For high level languages there's lots of clues about what the programmer intended contained in the structure loops, how variable names were chosen, defines/enums, etc; and it's easy to write maintainable code without comments.
For assembly language there's no well chosen variable names and no variable types (e.g. ax
doesn't tell the reader if it's a pointer to a string or a giraffe's height or ...), instructions often don't show the intent (e.g. lea
might be used to multiply by a constant and might not be used to load an effective address), control flow is far more flexible (e.g. something like a do(condition1) { } while(condition2)
is perfectly fine) and goto
(both jmp
and conditional branches like jc
) are used a lot.
For this reason, well written/maintainable assembly language uses lots of comments. More specifically, you'd use comments on the right hand side to describe your intentions. This allows you to check if the intentions are correct by reading comments, and then check if the intention is implemented correctly by comparing the instruction on each line with it's comment. It makes it much easier to avoid bugs, and much easier to find bugs.
Here's the first half of your code with comments:
;Memory Layout
;
; 0x009C:0x1000 = 0x000019C0 = stack top
; 0x07C0:0x0000 = 0x00007C00 = load address
; 0x0000:0x7E00 = 0x00007E00 = kernel address
%define STACK_SEGMENT 0x009C
%define STACK_TOP_OFFSET 0x1000
%define LOAD_SEGMENT 0x07C0
%define KERNEL_SEGMENT 0x0000
%define KERNEL_OFFSET 0x7E00
;_______________________________________________
;Entry point
;
;Input
; dl = BIOS boot device number
mov ax, STACK_SEGMENT
mov ss, ax
mov sp, STACK_TOP_OFFSET
mov ax, LOAD_SEGMENT
mov ds, ax
mov es, ax
;Reset disk system
;
;Note: This should be completely unnecessary.

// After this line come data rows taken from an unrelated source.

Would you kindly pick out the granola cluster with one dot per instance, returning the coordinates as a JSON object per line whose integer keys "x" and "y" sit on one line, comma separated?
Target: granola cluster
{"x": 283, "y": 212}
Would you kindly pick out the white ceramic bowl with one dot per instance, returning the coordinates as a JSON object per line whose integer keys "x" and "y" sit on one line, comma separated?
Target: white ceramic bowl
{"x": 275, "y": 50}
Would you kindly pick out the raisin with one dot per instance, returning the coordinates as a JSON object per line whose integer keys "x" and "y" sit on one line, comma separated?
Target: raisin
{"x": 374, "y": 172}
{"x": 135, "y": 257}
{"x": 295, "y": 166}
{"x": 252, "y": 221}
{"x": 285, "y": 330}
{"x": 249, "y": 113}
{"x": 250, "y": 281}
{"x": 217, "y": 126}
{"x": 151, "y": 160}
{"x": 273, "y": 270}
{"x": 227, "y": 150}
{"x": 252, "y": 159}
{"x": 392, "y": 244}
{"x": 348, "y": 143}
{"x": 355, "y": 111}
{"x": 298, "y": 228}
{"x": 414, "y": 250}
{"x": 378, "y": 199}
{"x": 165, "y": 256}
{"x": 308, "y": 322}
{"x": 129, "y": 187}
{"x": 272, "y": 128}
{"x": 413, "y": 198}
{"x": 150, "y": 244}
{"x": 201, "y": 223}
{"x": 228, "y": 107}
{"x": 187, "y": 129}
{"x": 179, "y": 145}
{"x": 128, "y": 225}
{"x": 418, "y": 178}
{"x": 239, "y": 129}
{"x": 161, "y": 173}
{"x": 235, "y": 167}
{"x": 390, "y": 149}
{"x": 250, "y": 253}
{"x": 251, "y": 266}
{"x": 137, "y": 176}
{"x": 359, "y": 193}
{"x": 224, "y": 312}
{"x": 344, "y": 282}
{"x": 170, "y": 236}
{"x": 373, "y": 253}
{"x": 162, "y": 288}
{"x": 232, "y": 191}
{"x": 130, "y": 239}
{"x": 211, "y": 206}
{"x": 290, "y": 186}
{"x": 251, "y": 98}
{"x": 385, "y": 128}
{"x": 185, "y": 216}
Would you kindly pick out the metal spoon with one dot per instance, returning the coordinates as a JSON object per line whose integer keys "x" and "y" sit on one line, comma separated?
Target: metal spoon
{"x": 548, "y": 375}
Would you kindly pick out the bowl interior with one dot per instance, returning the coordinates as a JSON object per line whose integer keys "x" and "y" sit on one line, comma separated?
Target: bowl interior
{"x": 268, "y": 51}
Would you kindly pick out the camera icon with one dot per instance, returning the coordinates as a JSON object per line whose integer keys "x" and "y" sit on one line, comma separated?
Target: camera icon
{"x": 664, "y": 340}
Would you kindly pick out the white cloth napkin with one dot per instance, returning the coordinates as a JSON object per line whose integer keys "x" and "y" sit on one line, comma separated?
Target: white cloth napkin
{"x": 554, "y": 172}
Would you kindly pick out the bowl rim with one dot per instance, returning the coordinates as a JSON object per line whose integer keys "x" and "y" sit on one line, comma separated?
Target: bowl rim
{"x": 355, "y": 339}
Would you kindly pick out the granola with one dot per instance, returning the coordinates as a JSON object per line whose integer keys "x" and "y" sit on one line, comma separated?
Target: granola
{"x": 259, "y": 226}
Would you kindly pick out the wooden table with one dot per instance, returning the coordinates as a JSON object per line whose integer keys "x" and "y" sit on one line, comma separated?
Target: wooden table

We know the BIOS
; disk services are working correctly and don't need
; to be reset because the BIOS just used it successfully
; to load this code into memory.
xor ah, ah ;ah = BIOS "reset disk system" function number
int 13h ;Call BIOS disk services
clc ;Unnecessary
;Display welcome message
mov si, msg2
call print
;Load kernel from disk
; dl = BIOS boot device number
mov ah, 02h ;ah = BIOS "read sectors" function number
xor ax, ax ;ax = KERNEL_SEGMENT
mov es, ax
mov bx, KERNEL_OFFSET ;es:bx = address to load kernel
mov al, 1h ;al = number of sectors to read
mov ch, 0 ;ch = cylinder number for first sector
mov cl, 2h ;cl = sector number for first sector
mov dh, 0 ;dh = head number for first sector
int 13h ;Call BIOS disk services
jc error ;Handle error if there was one
;Pass control to "kernel"
jmp KERNEL_SEGMENT:KERNEL_OFFSET
Here's the part that makes your bug obvious:
;ah = BIOS "read sectors" function number
;ax = KERNEL_SEGMENT
Essentially, if you commented your code properly, you would've noticed that loading KERNEL_SEGMENT
into ax
overwrites the BIOS function number (which was in the highest 8 bits of ax
). This causes this piece of code to call the BIOS "reset disk system" function and not load anything from disk at all. When it jumps to where the kernel should've been loaded (but wasn't) later, that memory is probably still full of zeros because it hasn't been used, but memory full of zeros are decoded as add
instructions by the CPU, so the CPU happily executes the add
instructions for ages.
Note: There is another (unrelated) bug - your code to print strings uses lodsb
which depends on the direction flag; but you don't do a cld
instruction to set the direction flag, so depending on the (undefined) state the BIOS left this flag in, it could print garbage instead.